Nim powiemy więcej o życiu, do którego każdy ma prawo, warto uświadomić sobie, jak wiele przyczyn może doprowadzić do śmierci. Oczywiście śmierć bezprawnie pozbawia nas niezbywalnego i nienaruszalnego „prawa do życia” i już choćby tylko z tego powodu jest niemile widziana na salonach postępu. Łatwo zauważyć, że zgon może nastąpić z następujących przyczyn:

  • naturalnego biegu życia (starość, choroby związane ze starzeniem się)
  • niekorzystnych warunków życia (odwodnienie, niedożywienie, wychłodzenie)
  • działania przyrody ożywionej (bakterie, wirusy, ataki zwierząt, trujące rośliny)
  • działania przyrody nieożywionej (piorun, powódź, trzęsienia ziemi, pożary)
  • niezamierzonego działania własnego (utonięcia, porażenie prądem, upadek z wysokości, wypadki drogowe)
  • niezamierzonego działania innych ludzi (wypadki drogowe)
  • zamierzonego działania własnego (samobójstwo)
  • zamierzonego działania innych ludzi (zabójstwo, egzekucja, eutanazja, aborcja)


Wyżej przedstawiliśmy przykłady, gdzie pisane prawo stwierdza, że „Każdy ma prawo do życia”, ale cóż to za prawo, skoro niepisane prawo stanowi, że każdy musi umrzeć? Trudno oprzeć się wrażeniu, że ten zapis prawny, to tylko taka bajeczka dla naiwnych. Przecież życie – tylko na poziomie biologicznym – to oddychanie, picie, jedzenie i zdrowie. Zatem konsekwentnie musimy uznać też, że „Każdy ma prawo do powietrza, wody, jedzenia i zdrowia”.
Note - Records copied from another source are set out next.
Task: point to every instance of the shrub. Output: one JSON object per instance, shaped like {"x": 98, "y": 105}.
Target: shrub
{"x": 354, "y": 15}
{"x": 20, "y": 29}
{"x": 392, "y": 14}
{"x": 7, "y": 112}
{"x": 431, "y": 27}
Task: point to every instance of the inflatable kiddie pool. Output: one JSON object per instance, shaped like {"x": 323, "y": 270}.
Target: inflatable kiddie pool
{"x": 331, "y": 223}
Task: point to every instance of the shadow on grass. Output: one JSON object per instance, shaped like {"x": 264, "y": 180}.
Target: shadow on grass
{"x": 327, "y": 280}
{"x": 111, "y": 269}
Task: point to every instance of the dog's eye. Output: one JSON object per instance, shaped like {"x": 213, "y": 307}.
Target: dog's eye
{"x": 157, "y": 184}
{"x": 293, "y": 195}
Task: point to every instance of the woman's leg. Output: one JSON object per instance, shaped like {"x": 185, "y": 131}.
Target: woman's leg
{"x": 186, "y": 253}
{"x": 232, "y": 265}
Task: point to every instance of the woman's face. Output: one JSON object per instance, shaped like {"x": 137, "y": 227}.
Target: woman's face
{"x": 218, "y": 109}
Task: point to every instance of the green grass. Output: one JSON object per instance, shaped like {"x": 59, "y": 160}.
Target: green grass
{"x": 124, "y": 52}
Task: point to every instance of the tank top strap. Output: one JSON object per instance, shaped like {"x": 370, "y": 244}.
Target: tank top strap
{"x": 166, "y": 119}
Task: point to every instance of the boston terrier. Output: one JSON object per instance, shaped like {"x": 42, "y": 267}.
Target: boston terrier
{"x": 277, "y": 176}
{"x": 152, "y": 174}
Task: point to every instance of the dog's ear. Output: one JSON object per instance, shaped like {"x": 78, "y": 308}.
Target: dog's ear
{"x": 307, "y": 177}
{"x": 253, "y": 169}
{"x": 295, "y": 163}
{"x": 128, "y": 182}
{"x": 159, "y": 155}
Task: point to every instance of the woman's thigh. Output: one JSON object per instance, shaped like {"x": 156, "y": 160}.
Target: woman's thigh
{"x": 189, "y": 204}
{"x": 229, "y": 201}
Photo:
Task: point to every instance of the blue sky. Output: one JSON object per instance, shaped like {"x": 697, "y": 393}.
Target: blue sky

A to tylko podstawowe prawa, bo przecież mróz i upał też potrafią zabić, zatem i prawo do jakiegoś lokum również należałoby dołączyć. Ale to nie kończy zbioru pobożnych życzeń kryjących się za prostym zapisem prawnym przyznającym żyjącym „prawo do życia”. Przecież powietrze powinno być czyste, woda dobrej jakości, jedzenie zdrowe, o nasze zdrowie powinna się troszczyć choćby w miarę wykwalifikowana służba zdrowia, a czas oczekiwania na poradę lekarską powinien być liczony w tygodniach, a nie w miesiącach i latach.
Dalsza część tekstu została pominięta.